Indien een derde stelt eigenaar te zijn van een onder een ander in beslag genomen voorwerp, dient de rechtbank als maatstaf aan te leggen of zich het geval voordoet dat buiten redelijke twijfel is dat de klager als eigenaar van het voorwerp moet worden beschouwd.
3.4.
In dit geval blijkt dat klaagster op 23 oktober 2020 een bedrag van € 50.000,- heeft overgemaakt aan [bedrijfsnaam 1] , onder de vermelding “preferente lening”. Van deze lening is op dat moment geen akte van geldlening opgemaakt. Ter zitting verklaarde [vertegenwoordiger] dat hij [belanghebbende 1] door een jarenlange relatie vertrouwde en dat het opmaken van een schriftelijke overeenkomst later nog wel zou komen.
De rechtbank merkt op dat uit het dossier blijkt dat [vertegenwoordiger] op 10 maart 2021 (een dag na de inbeslagneming) en ook kort daarna geen schriftelijke overeenkomst aan de politie heeft kunnen tonen. Hij stelde toen dat zo’n akte wel zou zijn opgemaakt. Ook bij een doorzoeking bij [bedrijfsnaam 1] en haar boekhouder is geen akte van geldlening aangetroffen.
Bij het klaagschrift heeft klaagster zowel een akte van geldlening, als een pandakte overgelegd. Beide stukken zijn gedateerd 14 januari 2021 en bij de namen [belanghebbende 2] , [belanghebbende 1] en [vertegenwoordiger] staan handtekeningen.
Ter zitting verklaarde [vertegenwoordiger] dat hij deze stukken pas later weer had teruggevonden, na een hack van 15 van zijn “entiteiten”, waaronder klaagster. Waarom deze papieren stukken niet eerder in zijn eigen administratie konden worden teruggevonden, is de rechtbank niet duidelijk geworden. Dat kan echter verder in het midden blijven, gelet op het volgende.
3.5.
De grondslag van het verzoek tot opheffing van het beslag is de stelling dat de in beslag genomen scooters aan klaagster zijn verpand.
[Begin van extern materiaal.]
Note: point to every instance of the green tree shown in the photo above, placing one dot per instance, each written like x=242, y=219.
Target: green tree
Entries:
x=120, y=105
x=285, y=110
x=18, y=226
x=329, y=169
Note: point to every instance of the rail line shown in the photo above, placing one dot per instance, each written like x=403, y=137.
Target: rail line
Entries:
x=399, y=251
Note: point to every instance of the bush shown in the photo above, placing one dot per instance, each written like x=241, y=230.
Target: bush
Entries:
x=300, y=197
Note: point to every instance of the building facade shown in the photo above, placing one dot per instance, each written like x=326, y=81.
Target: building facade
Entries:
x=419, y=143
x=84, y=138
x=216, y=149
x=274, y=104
De rechtbank zal er veronderstellenderwijs van uit gaan dat de pandakte op 14 januari 2021 onderhands is opgemaakt. Uit de door klaagster overgelegde stukken blijkt dat de pandakte op 4 mei 2021 ter registratie aan de Belastingdienst is aangeboden. Gelet op het stempel van de belastingdienst is de akte ook op die datum geregistreerd.
Volgens artikel 3:237, eerste lid BW wordt een pandrecht op een roerende zaak gevestigd bij geregistreerde onderhandse akte. Dat was in dit geval dus 4 mei 2021; op dat moment is het pandrecht gevestigd. Het beslag dateert van 9 maart 2021. Dat betekent dat de pandhouder haar rechten niet vóór de officier van justitie kan uitoefenen.
Daarom dient het beklag ongegrond te worden verklaard.

4.Beslissing

De rechtbank:
verklaart het klaagschrift ongegrond.

5.Samenstelling raadkamer en uitspraakdatum

Deze beschikking is gegeven door
mr. L.J. Saarloos, rechter, in tegenwoordigheid van M. Dambrink, griffier,
en in het openbaar uitgesproken op 23 augustus 2021
Tegen de beslissing van deze rechtbank staat voor klager beroep in cassatie bij de Hoge Raad open, in te stellen bij de griffie van deze rechtbank, binnen veertien (14) dagen na betekening van deze beschikking.